Pendant vingt-quatre heures, il fut terrassé par l’angoisse. (page 64)
L’auteur, habitué à gérer courageusement les groupes (voire les troupes) puisqu’il fut professeur, est aussi rompu aux connaissances liées aux merdiers provoqués par les guerres et leurs opacités, aux trafics transfrontaliers, aux échanges économiques plus ou moins véreux et autres politiques géo-stratégiques plus ou moins foireuses, puisqu’il était professeur d’Histoire. Sa bibliographie (nous citerons La grande peur du petit Blanc, paru également chez Goater, où il était question du triste destin du grand-père de Farid Laïfaoui, devenu ouvrier chez Citroën à l’usine de La Janais après avoir été partie prenante dans l’indépendance de son pays, de la question coloniale à l’époque de l’Algérie française et des répercussions à répétition de ce conflit dont nous subissons encore les peu glorieux contrecoups, car les guerres ne sont jamais indolores ni propres) en témoigne.

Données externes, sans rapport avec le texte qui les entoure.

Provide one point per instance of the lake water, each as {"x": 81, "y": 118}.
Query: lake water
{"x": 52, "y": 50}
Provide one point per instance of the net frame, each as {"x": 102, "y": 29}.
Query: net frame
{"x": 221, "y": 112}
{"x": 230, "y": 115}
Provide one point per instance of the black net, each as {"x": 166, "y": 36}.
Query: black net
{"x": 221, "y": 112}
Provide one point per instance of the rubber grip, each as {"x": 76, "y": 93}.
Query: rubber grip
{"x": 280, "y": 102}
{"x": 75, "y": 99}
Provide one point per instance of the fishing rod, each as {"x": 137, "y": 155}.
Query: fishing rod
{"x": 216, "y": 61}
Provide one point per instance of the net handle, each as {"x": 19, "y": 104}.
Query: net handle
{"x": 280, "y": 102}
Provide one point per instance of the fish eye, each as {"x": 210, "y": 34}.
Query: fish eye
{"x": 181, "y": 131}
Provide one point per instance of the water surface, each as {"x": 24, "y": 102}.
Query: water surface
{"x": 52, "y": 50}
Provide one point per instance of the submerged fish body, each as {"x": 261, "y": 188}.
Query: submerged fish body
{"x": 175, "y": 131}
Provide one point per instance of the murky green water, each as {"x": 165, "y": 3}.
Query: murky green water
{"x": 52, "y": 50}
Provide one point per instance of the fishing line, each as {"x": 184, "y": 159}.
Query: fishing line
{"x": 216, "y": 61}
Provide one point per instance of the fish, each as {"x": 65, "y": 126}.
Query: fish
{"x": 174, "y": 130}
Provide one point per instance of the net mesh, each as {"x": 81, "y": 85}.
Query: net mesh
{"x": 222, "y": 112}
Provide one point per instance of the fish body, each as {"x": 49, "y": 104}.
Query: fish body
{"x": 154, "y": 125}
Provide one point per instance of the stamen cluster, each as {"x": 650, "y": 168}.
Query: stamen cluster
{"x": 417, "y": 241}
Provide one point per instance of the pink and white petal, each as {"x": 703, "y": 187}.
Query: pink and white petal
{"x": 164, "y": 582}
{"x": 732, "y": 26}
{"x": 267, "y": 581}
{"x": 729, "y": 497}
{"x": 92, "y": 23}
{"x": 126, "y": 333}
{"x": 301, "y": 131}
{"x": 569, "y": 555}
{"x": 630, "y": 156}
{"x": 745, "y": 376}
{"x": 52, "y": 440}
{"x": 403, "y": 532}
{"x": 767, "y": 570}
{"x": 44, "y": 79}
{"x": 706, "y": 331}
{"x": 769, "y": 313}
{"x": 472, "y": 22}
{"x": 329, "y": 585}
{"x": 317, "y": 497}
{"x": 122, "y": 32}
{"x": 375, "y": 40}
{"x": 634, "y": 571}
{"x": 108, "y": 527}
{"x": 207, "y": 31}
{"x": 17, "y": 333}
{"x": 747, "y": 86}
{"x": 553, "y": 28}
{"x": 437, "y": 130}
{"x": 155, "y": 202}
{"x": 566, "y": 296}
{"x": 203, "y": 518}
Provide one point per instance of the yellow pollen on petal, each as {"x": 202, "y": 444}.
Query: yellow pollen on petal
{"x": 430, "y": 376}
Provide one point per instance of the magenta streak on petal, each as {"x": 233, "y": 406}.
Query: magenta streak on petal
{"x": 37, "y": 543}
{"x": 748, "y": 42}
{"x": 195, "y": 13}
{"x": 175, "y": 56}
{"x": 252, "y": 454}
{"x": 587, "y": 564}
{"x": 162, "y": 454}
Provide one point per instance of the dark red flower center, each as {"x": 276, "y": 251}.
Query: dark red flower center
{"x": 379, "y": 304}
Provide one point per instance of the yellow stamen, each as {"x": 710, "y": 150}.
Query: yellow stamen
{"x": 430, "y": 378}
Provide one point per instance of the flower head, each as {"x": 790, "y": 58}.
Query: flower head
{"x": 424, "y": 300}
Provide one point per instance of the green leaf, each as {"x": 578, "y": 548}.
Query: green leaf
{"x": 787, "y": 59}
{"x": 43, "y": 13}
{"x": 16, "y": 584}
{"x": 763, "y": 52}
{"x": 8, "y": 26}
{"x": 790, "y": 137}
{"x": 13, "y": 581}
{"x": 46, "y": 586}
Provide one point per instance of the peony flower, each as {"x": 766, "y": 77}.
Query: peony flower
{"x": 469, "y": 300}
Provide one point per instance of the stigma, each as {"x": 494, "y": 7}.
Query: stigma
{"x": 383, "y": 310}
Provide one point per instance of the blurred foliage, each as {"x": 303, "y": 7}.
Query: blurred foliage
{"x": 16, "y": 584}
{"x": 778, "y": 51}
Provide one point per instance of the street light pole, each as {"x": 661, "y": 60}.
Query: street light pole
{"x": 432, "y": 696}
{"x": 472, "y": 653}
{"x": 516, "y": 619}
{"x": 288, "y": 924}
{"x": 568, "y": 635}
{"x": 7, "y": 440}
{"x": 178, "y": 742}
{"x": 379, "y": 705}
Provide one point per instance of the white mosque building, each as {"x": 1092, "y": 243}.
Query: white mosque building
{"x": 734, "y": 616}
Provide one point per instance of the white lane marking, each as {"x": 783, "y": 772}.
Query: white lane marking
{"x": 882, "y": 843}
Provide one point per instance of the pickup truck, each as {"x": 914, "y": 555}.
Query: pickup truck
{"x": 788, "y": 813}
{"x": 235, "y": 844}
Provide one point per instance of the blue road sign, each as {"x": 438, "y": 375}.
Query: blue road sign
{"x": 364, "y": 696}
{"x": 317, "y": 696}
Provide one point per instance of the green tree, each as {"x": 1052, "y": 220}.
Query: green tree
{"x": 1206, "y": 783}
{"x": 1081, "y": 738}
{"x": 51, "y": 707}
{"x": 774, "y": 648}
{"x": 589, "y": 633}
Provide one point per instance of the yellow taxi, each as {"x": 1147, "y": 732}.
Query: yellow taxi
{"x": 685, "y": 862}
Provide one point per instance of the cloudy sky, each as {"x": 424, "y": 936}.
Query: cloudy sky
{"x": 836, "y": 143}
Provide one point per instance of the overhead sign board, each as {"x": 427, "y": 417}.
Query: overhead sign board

Dans ce polar, de dimension européenne, n’ayons pas peur de le dire, F. Paulin nous embarque donc cette fois-ci, non pas dans les méandres du conflit algérien, mais dans les coulisses de la guerre d’ex-Yougoslavie, qui généra trafic d’armes, errance de mercenaires en situation post-traumatique, profusion de mafias et d’opérations en tout genre – mais surtout du genre prohibées – et peut-être aussi une banalisation supplémentaire de la violence extrême. 600 coups par minute, vous l’aurez compris, nous impose son tempo endiablé. Il y a de l’action : fusillades, poursuites, guet-apens, règlements de comptes, souricières, fuites, combats inégaux, passages à tabac, exécutions sommaires, franchissements audacieux de barrages policiers, braquages… Mais aussi, car l’auteur est généreux, de l’émotion, des rebondissements, des trahisons, des repentirs, des amours européennes, des coups du sort, des coups de folie, des surprises et des frontières traversées en go-fast. Ce qui explique, bien entendu, pourquoi il y a une telle profusion de personnages (cf. par exemple l’énumération introductive, et qui plus est non exhaustive, des forces de police en présence). Et là, les lecteurs de ce dernier opus de Frédéric Paulin, qu’on espère nombreux, seront comblés de se retrouver en aussi bonne et opulente compagnie : ils croiseront des criminels de guerre, des dealers, des démons, d’anciens légionnaires, des flics corrompus, des psychopathes, des balances, des matons pervers, des mafieux vénaux comme il se doit et des gangsters aux fortunes diverses et aux trajectoires plus ou moins violemment écourtées. Bref, inutile de s’étendre plus longuement, 600 coups par minute est aussi copieux que documenté, aussi coloré que romantique, aussi inspiré qu’instructif. Vous pouvez m’en croire.